I'm more from an engineering perspective, for readers looking for a book from
that direction is Kline's "Calculus: An Intuitive and Physical Approach".

Introductory general biology texts have a lot more variation in how the
material is presented, but have to cover such an incredible amount of facts
that there is actually less effective difference.
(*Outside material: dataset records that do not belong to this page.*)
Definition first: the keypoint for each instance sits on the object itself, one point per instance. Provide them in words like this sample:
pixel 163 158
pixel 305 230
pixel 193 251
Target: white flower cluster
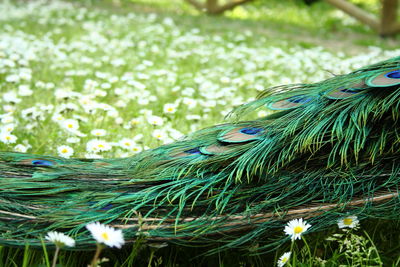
pixel 102 89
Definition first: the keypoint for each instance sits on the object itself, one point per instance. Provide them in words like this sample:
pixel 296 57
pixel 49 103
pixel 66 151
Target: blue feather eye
pixel 385 79
pixel 251 130
pixel 350 91
pixel 240 134
pixel 178 153
pixel 42 162
pixel 291 102
pixel 299 99
pixel 393 74
pixel 192 151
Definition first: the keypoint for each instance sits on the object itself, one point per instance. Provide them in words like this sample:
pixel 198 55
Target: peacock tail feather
pixel 326 150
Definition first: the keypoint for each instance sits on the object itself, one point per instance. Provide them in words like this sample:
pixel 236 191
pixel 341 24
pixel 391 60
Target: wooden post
pixel 356 12
pixel 386 25
pixel 389 24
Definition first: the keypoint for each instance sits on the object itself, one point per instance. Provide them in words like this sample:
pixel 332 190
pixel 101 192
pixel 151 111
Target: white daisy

Some biology texts tend to
be more ecologically oriented (Campbell), where others are more cellular and
chemically oriented (Curtis), but the difference tends to get lost somewhat
with the need to cover everything, and the sheer mass of material each HAS to
cover.

You might try Pauling's "General Chemistry" text for a more theoretical
treatment in chemistry.

Both Kline's calculus and Pauling's chemistry texts were from the 1960s and
reprinted by Dover in the 1990s; you might try checking the Dover catalog to
see if there are any more similar reprints out.

------
enum
Michael Spivak's Calculus text:

<http://www.amazon.com/gp/product/0914098918>

------
jpwagner
volume 1 of the best series out there...

[http://www.amazon.com/Calculus-Vol-One-Variable-
Introduction...](http://www.amazon.com/Calculus-Vol-One-Variable-Introduction-
Algebra/dp/0471000051)

------
splat
If you'd like to read a refresher on the calculus of multiple variables, I
think you'd enjoy Div, Grad, Curl and All That. It's in the same sort of
informal style of Feynman's Lectures. It's not rigorous like Rudin, but it
gives you a good intuitive understanding of the subject.